Yes, I am not denying chemistry or saying there is a good position to do so. It's more like conceding that when we refer to things, the images we have in our minds and our sense of what they are may have nothing to do with what they are like. That we can make salt out of sodium and chloride doesn't get ruined by this. I am often a kind of pragmatist in relation to knowledge. So, in a way I don't care about ontology. I don't have VA's position, because his is ontological.
It was a bad tactic on his side. He could have simply been agnostic
I know some people like to take the very philosophical approach to say that science isn't about discovering truths about how the world works, but just about developing models that make useful predictions. There's validity to that, but if you've ever read the writings of real scientists, plenty of them are really and truly drawn by the idea of understanding reality, real reality. It's naive, perhaps, when compared against the ultra pragmatic view of science as a useful tool that doesn't tell strict truths, but that naivety is pervasive among the most intelligent, most accomplished scientists, the biggest drivers of scientific advancement.
And you take up similar issues here. I should have waited to read. Well, it's mainly the physicists for obvious reasons who are much more open to ontological surprises and variety. And many of the best drivers there had ideas and models that radically challenge most people's realism
In any case, here we are in a philosophy forum, so it seems to me if he was clear and consistant his positions would not be ridiculous. And I think a real dialogue could take place.
And so our atomic model is in that vein. Yes, it is a model, but the functioning of that model and the root of it may still be literally and naively correct. And the success of the model - and it has indeed been remarkably successful - is further indication that the model has some real tethering to what's really going on.
I think actually the physicists might not agree with that. Of course, they're a diverse bunch, but I think they would see the model as effective for some things, but ontologically off.

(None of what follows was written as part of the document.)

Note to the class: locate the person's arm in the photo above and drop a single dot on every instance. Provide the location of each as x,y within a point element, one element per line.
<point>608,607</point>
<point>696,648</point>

I accept a moderately naive vision of reality. I accept the reality of weakly emergent phenomena. I accept that, when a model has as much evidence as atoms do, that that model is probably saying something really true about reality. My exact mental picture of it almost certainly doesn't identically resemble what's really happening, but I think there's enough reason to think that aspects of the model are basically and generally naively correct.
Reality is messy, but there's something really there, and I think we're doing a remarkably good job at prodding into it to discover real truths, whatever that means.
I generally agree, though as with a fluid, variable ontology that as a pragmatist I am not very attached to.
My main point in bringing things up is that as long as people are going to regularly interact with VA, it might be useful to find the best possible explanation of what he is saying.
That when we refer to and think about reality we are thinking and refering to 'things' that are a mingling of our advanced primate minds filters, sensory organs, our time bound nature (we experience time in sequence, not say as a block universe). Even all scientists have a kind of shared subjectivity in how they refer to things and how they must experience them given our bodies and minds. This does not mean that scientific knowledge is merely subjective, just that the phenomena (that interaction, the experiences of reality) is specifically human. And when we talk about it, we are always talking about something that is a mix of us and it.
I think in some way VA believes something like this. It is not totally wrong, has seeds of something important in it. Not for an organic chemist analysing a hormone in a new species of orchid, but for philosophers and people dealing with ontology. The position itself is not in the least a threat to that chemist's work.
So, if VA gets dismissed, he thinks you are missing a lot of stuff. Much less of it has value than he thinks, but his stubborness may have a seed of validity in it.
And obviously note: I am not sending bits of advice to VA. He doesn't read me, but I probably wouldn't anyway. I don't think he can tweak his communication approach.